The African Regional Organization of the International Trade Union Confederation (ITUC-Africa) held from 23 to 25 September 2013 in Accra, Ghana, a forum on trade union priorities in the post 2015 development process.
This forum who knows the participation of almost sixty delegates from various African countries. For the participants, it was also the opportunity to take inventory of the African situation with regard to the MDGs. It was focused on the theme : “ Development and African industrialization”.
The globalised economy and its consequences have become the biggest challenge for the African working class and workers’ organisations. This challenge is at the heart of the current debate on the post-2015 development process in Africa and, especially, the evolution of the world of work in Africa.

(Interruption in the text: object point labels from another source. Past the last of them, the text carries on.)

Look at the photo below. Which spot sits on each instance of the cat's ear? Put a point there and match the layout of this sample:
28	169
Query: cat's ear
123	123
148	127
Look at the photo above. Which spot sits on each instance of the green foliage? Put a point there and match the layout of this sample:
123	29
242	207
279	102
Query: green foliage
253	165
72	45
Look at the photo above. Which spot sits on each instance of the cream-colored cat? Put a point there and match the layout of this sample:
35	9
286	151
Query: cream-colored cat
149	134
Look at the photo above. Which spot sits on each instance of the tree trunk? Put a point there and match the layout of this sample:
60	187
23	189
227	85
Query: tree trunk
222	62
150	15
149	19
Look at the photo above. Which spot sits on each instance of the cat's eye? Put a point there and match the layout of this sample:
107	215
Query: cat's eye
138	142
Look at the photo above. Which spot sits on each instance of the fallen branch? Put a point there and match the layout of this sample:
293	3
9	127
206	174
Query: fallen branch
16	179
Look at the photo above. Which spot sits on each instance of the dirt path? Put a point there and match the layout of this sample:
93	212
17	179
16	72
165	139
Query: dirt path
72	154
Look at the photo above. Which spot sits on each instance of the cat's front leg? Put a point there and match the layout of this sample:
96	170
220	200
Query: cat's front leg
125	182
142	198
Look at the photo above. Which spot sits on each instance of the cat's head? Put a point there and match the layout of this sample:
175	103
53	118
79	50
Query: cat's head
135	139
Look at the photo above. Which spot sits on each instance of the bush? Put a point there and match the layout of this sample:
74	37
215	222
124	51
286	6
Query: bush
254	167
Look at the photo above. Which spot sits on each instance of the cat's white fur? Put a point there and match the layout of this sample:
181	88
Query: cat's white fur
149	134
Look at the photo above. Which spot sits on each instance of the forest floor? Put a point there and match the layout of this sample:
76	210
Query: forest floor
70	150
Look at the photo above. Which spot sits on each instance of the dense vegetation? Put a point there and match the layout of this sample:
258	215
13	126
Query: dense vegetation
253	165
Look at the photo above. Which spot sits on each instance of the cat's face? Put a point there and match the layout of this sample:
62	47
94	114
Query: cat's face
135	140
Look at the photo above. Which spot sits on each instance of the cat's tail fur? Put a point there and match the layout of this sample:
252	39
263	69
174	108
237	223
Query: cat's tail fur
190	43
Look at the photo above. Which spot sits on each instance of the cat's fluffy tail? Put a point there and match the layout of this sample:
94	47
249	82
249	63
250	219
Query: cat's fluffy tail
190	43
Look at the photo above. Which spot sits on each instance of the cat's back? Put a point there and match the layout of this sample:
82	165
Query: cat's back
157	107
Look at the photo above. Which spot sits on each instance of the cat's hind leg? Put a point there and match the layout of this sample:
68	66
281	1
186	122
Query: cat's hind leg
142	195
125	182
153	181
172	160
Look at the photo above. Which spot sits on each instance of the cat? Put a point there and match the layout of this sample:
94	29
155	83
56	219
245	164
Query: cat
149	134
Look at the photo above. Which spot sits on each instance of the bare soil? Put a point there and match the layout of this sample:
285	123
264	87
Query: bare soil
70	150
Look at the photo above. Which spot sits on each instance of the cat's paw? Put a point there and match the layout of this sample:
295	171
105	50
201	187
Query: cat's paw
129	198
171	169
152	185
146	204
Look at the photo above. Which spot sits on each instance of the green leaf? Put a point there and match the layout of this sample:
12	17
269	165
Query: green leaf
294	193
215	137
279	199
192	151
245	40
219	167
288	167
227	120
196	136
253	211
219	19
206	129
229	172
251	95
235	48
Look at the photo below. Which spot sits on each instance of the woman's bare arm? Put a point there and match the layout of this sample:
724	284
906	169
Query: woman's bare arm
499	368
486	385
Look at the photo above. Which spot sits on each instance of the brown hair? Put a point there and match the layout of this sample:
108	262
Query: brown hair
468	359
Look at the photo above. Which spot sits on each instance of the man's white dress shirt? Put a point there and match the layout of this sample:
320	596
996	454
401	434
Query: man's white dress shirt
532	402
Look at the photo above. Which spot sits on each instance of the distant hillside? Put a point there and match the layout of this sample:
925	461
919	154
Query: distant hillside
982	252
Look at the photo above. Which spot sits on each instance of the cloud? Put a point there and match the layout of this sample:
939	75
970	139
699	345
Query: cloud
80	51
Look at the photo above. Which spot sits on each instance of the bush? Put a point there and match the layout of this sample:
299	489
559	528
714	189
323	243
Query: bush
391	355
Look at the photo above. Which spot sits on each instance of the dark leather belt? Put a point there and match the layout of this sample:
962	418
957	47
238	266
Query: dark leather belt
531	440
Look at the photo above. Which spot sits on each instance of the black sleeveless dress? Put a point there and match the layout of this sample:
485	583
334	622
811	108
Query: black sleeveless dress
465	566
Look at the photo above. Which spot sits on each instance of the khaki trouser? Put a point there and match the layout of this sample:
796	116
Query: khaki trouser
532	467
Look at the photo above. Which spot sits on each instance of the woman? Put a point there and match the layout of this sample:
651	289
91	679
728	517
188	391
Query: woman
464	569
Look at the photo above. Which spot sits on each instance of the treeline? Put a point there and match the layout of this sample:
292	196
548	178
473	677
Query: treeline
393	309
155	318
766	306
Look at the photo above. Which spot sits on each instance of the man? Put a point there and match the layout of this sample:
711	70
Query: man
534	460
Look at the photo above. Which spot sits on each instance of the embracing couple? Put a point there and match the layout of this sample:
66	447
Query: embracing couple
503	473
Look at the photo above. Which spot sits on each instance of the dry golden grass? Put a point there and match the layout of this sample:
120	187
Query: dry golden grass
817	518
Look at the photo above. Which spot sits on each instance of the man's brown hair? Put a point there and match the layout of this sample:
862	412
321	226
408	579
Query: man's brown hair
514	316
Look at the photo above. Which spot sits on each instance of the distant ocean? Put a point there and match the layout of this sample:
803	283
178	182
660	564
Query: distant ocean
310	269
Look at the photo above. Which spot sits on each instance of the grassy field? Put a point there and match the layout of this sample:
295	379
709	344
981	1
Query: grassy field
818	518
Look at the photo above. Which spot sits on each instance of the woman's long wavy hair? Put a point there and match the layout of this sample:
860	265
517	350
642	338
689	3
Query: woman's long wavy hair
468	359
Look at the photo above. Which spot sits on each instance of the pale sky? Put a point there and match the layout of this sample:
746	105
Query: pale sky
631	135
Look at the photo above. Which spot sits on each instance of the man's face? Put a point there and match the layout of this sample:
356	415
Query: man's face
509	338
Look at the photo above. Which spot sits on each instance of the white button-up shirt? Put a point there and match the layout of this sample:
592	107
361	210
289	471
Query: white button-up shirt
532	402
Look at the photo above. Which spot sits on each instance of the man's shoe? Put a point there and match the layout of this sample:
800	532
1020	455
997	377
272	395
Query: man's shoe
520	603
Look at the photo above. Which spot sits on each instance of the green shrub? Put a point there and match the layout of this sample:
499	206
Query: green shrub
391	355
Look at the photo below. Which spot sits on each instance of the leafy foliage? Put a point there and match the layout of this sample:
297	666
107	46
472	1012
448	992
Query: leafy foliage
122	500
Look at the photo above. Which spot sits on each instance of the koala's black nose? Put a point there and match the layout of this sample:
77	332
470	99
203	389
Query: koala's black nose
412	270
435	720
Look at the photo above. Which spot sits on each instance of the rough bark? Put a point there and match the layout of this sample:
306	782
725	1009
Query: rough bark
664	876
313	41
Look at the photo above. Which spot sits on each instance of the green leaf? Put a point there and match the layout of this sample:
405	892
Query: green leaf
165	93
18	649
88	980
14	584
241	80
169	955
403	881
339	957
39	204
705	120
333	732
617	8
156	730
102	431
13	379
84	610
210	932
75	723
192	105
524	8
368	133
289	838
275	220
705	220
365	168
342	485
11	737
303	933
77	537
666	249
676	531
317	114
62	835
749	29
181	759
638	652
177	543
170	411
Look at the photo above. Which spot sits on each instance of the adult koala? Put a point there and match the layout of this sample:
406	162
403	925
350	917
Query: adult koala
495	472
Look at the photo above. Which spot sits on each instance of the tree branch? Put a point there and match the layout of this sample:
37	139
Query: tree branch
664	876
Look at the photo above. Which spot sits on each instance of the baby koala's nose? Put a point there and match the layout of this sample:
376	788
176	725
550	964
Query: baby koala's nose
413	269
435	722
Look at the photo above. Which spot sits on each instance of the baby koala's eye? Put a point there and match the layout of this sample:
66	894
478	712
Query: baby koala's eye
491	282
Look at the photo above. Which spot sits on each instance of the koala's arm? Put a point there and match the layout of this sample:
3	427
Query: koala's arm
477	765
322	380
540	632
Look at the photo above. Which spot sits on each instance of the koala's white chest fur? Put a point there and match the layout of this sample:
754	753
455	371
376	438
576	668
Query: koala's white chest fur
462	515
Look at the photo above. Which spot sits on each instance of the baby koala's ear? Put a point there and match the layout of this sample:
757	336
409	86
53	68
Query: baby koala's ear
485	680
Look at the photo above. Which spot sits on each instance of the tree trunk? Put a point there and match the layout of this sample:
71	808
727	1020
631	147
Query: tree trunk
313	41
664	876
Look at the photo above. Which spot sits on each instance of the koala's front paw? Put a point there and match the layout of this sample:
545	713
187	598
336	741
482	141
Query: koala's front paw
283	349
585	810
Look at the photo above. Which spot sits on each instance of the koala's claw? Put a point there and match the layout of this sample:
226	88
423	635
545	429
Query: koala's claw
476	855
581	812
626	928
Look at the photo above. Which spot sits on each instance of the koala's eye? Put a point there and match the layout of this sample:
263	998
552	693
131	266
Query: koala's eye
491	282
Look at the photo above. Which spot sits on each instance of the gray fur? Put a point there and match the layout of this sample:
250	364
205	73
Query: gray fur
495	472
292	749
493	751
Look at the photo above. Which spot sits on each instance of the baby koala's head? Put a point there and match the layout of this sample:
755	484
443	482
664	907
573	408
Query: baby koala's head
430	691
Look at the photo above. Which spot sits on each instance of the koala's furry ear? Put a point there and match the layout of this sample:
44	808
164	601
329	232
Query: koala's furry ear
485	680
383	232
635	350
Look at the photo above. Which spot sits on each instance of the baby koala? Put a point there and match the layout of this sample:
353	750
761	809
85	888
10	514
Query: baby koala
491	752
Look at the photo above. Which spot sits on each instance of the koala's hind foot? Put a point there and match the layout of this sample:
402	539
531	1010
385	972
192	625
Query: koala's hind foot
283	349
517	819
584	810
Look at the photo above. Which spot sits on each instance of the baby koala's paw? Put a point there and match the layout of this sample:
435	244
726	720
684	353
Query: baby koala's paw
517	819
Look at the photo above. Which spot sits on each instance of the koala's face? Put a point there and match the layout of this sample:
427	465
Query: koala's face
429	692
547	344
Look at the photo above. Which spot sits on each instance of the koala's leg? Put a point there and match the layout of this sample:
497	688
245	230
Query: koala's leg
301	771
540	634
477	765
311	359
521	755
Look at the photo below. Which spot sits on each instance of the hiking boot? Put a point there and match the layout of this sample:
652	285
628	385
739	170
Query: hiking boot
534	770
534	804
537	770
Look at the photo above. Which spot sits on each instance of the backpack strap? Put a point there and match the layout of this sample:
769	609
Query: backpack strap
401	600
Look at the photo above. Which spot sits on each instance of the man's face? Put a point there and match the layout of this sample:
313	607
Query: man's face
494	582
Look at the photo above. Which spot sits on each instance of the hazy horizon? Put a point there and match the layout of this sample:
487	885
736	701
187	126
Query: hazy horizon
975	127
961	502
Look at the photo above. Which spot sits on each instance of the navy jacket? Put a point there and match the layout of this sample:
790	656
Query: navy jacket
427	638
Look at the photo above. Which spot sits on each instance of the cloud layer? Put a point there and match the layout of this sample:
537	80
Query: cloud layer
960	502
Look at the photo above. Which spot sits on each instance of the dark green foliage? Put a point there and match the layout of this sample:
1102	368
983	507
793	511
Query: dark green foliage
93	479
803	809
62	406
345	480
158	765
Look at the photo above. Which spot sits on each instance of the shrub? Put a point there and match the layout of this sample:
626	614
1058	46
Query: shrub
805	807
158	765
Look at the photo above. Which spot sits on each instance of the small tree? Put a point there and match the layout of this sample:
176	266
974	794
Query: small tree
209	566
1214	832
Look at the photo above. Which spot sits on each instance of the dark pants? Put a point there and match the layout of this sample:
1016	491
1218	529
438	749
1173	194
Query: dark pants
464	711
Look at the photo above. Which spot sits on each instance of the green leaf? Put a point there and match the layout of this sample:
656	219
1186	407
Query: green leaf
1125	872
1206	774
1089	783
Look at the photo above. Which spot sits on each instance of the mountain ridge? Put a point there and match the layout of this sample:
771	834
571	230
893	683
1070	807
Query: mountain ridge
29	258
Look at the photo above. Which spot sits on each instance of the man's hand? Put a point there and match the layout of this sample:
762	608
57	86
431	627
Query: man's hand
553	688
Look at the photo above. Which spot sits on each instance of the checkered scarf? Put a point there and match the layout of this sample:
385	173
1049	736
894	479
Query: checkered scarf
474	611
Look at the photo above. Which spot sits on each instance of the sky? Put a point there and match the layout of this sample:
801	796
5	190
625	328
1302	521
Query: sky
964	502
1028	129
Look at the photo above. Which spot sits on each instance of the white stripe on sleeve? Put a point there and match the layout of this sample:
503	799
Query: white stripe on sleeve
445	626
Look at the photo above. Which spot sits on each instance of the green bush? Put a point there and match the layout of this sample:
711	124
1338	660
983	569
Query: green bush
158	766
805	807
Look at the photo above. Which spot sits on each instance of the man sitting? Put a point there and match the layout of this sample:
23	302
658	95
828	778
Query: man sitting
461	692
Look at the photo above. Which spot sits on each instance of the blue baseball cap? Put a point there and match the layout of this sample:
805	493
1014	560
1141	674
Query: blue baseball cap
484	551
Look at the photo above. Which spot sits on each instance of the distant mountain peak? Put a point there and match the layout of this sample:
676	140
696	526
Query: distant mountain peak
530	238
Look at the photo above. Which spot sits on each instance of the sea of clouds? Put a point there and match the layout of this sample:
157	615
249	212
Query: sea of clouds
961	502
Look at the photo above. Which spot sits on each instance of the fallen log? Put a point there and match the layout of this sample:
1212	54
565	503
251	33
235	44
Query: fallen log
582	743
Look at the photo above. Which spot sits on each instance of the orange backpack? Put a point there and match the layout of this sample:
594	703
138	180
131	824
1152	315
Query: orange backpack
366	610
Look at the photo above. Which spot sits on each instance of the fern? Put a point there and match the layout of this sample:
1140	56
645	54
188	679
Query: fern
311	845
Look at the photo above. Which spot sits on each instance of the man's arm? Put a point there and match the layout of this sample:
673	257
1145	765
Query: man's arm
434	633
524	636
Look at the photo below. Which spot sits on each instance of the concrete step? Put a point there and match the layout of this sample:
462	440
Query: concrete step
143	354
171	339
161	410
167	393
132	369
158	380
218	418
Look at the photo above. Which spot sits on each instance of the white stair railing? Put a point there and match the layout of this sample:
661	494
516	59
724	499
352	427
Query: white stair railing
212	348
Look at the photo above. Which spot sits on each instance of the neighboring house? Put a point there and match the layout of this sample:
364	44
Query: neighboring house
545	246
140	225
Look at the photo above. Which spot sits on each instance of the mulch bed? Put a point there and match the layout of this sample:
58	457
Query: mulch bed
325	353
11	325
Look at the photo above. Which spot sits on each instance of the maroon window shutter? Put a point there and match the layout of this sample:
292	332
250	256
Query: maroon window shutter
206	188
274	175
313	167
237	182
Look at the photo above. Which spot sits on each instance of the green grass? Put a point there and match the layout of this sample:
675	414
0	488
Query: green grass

Actually, the panacea proposed to promote economic growth, development and poverty reduction over the past two decades has been Africa’s integration into the global economy. This calls for opening up and orienting national economies towards international markets and the removal of all customs tariffs and import quotas, the deregulation of national economies and the repeal of market laws and regulations to pave the way for free market. Financial and monetary policies conducive to fluctuating interest rates as well as the freedom to invest and repatriate capital and monetary/credit liberalization with the view of subordinating development and production to financial capital are also called for. The flexibilisation of labour laws in a way that enables the market to operate without interference, international competitiveness and the closure of a maximum number of state-owned companies are some of the main measures associated with this integration process. Salary reduction and the privatization of state-owned companies are also part of this process.
These measures were supposed to put in place a framework that would enable African companies to bring down barriers to free trade.
Human Development Index shows that life expectancy is still abysmally low in spite of improved global medicine and health technology. Food and nutrition necessary for physical and mental development are also increasingly going out of the reach and affordability of working families and the poor as a result of shortage of local food production and high prices for imported essential commodities like maize, sugar, rice, vegetables and cooking oil. Similarly, provision of portable drinking water and access to health care, education and other social services are in dire need. For instance, whilst rural school children enrolment has improved under the Millennium Development Goals initiatives, access for the girl child has remained poor just as the class absenteeism remain high because these children are still considered as extra family labour in households’ economic activities.
The idea, from ITUC-Africa Congress as contained in its final resolutions is to consciously engage governance structures at the continental, regional and national levels on the issues of development and industrialisation. In essence, what is or will be the role of the African Union movement and national governments on the drive to develop and industrialize Africa? How will and should African trade union organisations pursue these engagements within these continental, regional and national structures, say on the need to address unemployment and poverty eradication follow-up within the post-2005 Ouagadougou summit?
Therefore, this seminar intends to prepare and equip African trade unions to effectively participate in the discussions and national consultations on development policies in their respective countries within the framework of post-2015 development prospects.